Sexo y muerte son dos caras de la misma moneda.
Luego destruimos los ordenadores, nos llevamos todos los dispositivos de almacenamiento que encontramos, tal y como se nos había encomendado, y después preparamos un incendio retardado en el lugar, para que pareciera un cortocircuito de la costosa impresora 3D. Ese era el encargo que La Espora nos había encomendado a través de Max y su misterioso sobre negro.
Por primera vez desde mi incipiente carrera sentí que había cumplido con mi obligación. Matar al profesor Imura no solo no me produjo ningún remordimiento, sino que permití que una leve oleada de autocomplacencia se apoderara de mí y que lamiera mi ego como las olas acarician el empeine de los jubilados.

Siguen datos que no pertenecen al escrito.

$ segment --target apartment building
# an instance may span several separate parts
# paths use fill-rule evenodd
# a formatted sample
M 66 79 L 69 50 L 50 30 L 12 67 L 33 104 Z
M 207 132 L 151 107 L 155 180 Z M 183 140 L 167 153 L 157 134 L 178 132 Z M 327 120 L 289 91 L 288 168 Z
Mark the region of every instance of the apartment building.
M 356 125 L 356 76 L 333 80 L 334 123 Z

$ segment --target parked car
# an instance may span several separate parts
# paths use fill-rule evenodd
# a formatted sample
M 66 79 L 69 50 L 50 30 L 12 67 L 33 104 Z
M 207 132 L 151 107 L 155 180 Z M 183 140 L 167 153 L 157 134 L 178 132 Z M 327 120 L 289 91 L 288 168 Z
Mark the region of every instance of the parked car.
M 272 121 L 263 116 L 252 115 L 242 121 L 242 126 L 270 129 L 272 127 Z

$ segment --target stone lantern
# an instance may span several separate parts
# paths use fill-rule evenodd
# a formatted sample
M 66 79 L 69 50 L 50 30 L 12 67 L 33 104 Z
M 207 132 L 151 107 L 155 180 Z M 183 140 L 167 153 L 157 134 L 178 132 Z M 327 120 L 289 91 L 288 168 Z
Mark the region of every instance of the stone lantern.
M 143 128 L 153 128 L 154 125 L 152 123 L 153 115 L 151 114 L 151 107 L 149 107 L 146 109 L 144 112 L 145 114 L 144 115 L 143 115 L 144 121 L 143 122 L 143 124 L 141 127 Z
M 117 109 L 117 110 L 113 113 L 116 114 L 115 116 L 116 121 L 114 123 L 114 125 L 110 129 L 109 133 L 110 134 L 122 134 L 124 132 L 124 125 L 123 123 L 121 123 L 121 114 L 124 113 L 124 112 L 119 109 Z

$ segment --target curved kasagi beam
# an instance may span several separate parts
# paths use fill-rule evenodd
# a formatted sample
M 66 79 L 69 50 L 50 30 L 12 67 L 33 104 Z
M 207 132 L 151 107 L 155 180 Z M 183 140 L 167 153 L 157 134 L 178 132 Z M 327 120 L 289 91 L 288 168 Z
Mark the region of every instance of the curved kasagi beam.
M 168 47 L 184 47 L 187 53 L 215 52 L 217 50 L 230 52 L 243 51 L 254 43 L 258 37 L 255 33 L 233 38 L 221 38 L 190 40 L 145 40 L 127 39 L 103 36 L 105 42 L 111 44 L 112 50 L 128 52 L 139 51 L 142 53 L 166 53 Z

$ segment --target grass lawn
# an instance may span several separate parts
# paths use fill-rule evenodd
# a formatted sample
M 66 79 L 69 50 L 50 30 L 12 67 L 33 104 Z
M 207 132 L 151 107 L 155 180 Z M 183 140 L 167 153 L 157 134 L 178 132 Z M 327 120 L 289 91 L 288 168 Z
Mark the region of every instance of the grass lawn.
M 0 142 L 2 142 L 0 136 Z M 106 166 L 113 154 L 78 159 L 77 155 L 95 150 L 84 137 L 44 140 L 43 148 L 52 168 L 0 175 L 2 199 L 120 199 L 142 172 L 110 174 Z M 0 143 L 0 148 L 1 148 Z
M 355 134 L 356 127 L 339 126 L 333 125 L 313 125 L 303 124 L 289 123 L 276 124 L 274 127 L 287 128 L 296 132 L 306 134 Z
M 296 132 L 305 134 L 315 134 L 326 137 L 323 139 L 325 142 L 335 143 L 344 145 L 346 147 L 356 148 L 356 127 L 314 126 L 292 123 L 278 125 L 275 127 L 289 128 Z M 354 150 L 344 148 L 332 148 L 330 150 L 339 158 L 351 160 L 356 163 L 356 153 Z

Entonces instalamos nuestra base temporal de operaciones en una suite del hotel Hyatt ®, y recordé a Scarlet Johansson en aquella cinta, Lost in translation… Me gustaba más Natasha, desde luego, y mi parecido con Bill Murray es más bien escaso.
Pronto recibimos un mensaje de felicitación de La Espora, acompañado de una abultada transferencia de bitcoins… y el siguiente encargo, que sería decisivo para que Binary Killer ® se convirtiera en una marca respetada… y temida.
Nuestro próximo destino era un lugar mucho más surrealista, indescifrable y escurridizo que Tokio, ya que en un par de semanas tendríamos que estar en… Benidorm.